Stay liquid: Put your money in whiskey
Some whiskies - and not just those forgotten gems lurking at the back of a few cocktail cabinets - will climb hugely in value. Here's how to find them.
(Fortune) -- Last year at the venerable McTear's auction house in Scotland, an anonymous Russian paid a record $58,000 for a Bowmore malt whisky reckoned to have been bottled around the time his ancestors were facing the 1854 charge of the British Light and Heavy Brigades during the Crimean War.
Spirits don't deteriorate in the bottle so that Bowmore should be as fresh as the whisky that no doubt fueled many of those who participated in the British cavalry's reckless charge. The same, alas, cannot be said about wine: even the best become undrinkable with age which makes them a wasting asset.
So are spirits like whisky the better investment vehicle?
Some people clearly think so and last October in Moscow Sothebys auctioned the first of a limited release of Domaine de Joy armagnac for a record $24,000 to another anonymous Russian. But as with any collectable item, rarity is everything.
Most whiskies - the major focus of investor attention in the spirit market - will not increase in value because they are for the most part branded blends produced in large quantities with no rarity value. Bottles of Dewars stashed away in hopes of making a killing will only deliver if prohibition returns and they can be used to open a speakeasy.

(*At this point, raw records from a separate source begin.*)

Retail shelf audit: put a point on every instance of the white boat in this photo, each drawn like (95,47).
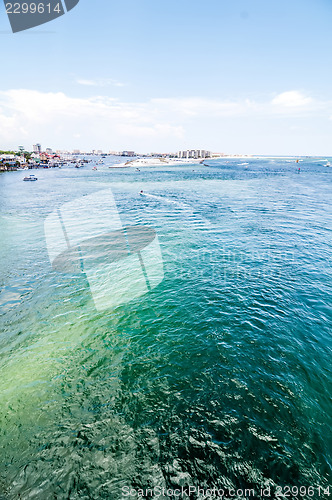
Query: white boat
(31,177)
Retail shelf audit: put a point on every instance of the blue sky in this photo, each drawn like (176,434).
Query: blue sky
(236,77)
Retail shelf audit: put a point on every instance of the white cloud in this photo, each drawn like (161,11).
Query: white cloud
(292,99)
(61,121)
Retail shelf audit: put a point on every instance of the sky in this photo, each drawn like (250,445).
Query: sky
(237,77)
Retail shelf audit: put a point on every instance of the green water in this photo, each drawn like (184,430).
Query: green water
(219,377)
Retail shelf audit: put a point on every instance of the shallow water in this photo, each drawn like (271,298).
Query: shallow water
(220,376)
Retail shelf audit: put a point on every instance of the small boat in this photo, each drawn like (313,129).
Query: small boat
(31,177)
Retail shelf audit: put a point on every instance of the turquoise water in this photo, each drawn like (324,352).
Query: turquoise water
(219,377)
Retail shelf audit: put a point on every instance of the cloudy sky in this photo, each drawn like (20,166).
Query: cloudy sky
(247,76)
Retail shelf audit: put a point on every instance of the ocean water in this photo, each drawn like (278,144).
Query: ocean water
(218,377)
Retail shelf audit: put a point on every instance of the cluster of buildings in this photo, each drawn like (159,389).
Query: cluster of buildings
(194,154)
(47,157)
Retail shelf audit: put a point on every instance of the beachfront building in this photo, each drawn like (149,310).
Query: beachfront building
(194,153)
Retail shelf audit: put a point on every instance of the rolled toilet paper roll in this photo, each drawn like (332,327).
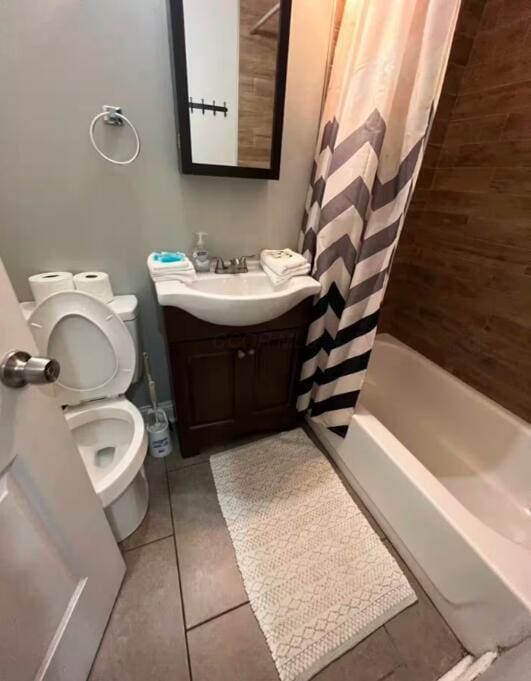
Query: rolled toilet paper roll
(45,284)
(97,284)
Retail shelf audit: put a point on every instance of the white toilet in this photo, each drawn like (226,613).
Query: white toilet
(96,344)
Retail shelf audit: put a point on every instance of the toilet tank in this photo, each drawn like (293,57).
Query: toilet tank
(125,307)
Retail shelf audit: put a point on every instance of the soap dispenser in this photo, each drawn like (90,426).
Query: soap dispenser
(200,254)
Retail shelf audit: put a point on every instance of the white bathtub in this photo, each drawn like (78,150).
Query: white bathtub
(447,473)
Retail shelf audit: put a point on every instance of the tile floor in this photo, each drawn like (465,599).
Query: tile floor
(183,615)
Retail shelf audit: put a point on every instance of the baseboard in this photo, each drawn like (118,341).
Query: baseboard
(168,407)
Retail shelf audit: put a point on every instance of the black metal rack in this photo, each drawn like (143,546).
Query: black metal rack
(208,107)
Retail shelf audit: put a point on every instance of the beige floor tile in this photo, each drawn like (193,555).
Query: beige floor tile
(231,648)
(211,580)
(145,638)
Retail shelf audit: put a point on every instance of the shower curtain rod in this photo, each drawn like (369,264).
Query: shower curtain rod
(266,17)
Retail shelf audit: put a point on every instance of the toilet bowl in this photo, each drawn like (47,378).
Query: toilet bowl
(97,355)
(112,440)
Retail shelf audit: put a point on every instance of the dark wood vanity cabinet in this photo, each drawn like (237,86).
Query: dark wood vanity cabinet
(233,381)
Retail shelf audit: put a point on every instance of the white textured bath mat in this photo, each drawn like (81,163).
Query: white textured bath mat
(318,577)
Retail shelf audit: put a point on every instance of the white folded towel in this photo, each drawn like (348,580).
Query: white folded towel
(170,271)
(280,279)
(283,261)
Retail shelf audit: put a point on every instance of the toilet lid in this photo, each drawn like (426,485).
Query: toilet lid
(90,342)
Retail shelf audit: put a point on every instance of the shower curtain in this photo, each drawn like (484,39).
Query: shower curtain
(386,78)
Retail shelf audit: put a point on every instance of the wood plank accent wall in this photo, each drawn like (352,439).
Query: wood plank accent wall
(460,288)
(258,63)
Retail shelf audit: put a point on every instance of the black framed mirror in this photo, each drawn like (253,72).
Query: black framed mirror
(230,61)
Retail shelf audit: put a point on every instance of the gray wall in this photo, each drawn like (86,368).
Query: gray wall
(63,207)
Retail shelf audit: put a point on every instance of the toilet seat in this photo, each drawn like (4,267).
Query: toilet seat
(97,357)
(90,342)
(97,425)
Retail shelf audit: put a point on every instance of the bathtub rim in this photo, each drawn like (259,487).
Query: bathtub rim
(387,338)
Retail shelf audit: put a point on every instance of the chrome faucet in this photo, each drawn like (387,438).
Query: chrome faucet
(235,266)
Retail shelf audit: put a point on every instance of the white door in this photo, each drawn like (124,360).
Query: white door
(60,567)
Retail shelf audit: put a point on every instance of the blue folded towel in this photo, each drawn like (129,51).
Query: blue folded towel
(169,256)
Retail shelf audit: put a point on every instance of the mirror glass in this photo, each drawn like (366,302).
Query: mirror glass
(235,81)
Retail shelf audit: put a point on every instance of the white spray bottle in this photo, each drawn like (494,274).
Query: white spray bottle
(200,254)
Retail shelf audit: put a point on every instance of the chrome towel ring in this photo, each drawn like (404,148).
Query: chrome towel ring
(112,115)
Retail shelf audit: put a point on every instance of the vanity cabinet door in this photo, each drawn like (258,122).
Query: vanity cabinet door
(207,380)
(276,365)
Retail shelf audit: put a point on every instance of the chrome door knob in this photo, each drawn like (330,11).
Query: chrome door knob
(18,368)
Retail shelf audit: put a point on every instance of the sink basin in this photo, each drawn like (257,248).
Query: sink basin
(235,299)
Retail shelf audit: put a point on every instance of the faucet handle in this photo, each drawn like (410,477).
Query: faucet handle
(243,258)
(220,264)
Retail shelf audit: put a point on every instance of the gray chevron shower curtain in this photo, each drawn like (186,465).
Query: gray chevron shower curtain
(386,79)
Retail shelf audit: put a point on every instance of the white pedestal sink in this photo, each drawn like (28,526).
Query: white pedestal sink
(236,299)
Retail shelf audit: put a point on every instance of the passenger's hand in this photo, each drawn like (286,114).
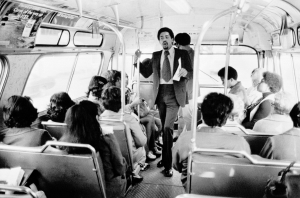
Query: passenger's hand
(137,55)
(136,101)
(182,72)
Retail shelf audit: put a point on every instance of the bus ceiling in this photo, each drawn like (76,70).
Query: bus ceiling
(26,23)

Yet there's little doubt that some whiskies - and not just those forgotten gems lurking at the back of a few cocktail cabinets - will climb hugely in value. Like the record-breaking Bowmore, these bottlings are likely to be found among the rarer single-malt whiskies - those produced in pot stills by a single distillery from malted barley. It's these malts that give character to the big, grain-based blends (Cardhu, for example, is the "signature" malt in Johnnie Walker Red Label) and the majority still disappear into the blandola.
But, increasingly, they are being sold in their own right to a fast-growing international group of aficianados who will pay top dollar for top whiskies. In their wake have come the speculators. "We're seeing a larger proportion of people buying to invest," says Martin Green of McTear's. With demand growing faster than supply, prices are up across the board and the value of some bottlings has rocketed.
Malt maniacs who attended the 2001 re-opening of the Bruichladdich (pronounced brook-laddie) distillery on the Island of Islay were able to buy a limited-edition 1970 malt whisky with the words "I was there" on the label. Priced at $75 back then, those bottles are now changing hands for as much as $1,400.
Last year the fabled Macallan distillery on Speyside released a limited batch of 50-year-old single malt in Lalique decanters for around $8,000 each. Today they are fetching over $12,000 if they can be found.
But how to identify those malts that will appreciate the most? No official ranking of whiskies exists and there is no guru with the market-moving clout of Robert Parker to rate them. Nor is there a developed secondary market where investors can buy and sell their stock.
Sukhinder Singh, co-founder of the London-based Whisky Exchange, advises collectors and investors alike to follow some basic rules. Provenance is important. Reputable names like Macallan, Dalmore, and Glenfiddich are more likely to command a premium than more obscure labels. Whiskies from so-called "lost" or defunct distilleries like Port Ellen or Rosebank are becoming increasingly hard to find and prices are firming fast. Ardbeg, Lagavulin and Laphroaigh - all from the island of Islay-have a cult following as strong as their flavors.
Above all, says, Singh, a whisky must taste good if it is to increase in value. "The ones that appreciate are those that are appreciated: they get drunk and become rarer." There is a whisky futures market otherwise know as buying it in the barrel.
With an eye to their cash flow, a number of distilleries will sell you a barrel of newly-distilled spirit for bottling once it has matured. The rules require a minimum of three years in the barrel but the longer it's left the better. The result can be great savings (or profits) but there are risks.
The "angels" take their share of the maturing spirit through evaporation (roughly 2% a year) and there's a chance your cask will be a dud leaving you to wade through 350 bottles of indifferent whisky. U.S. investors may have problems with their state liquor board when it comes to taking delivery. As the cheeky folk at the Bladnoch distillery, say, buying in barrel is for people "with more money than sense." But give them $2,000 dollars and they will happily sell you a cask.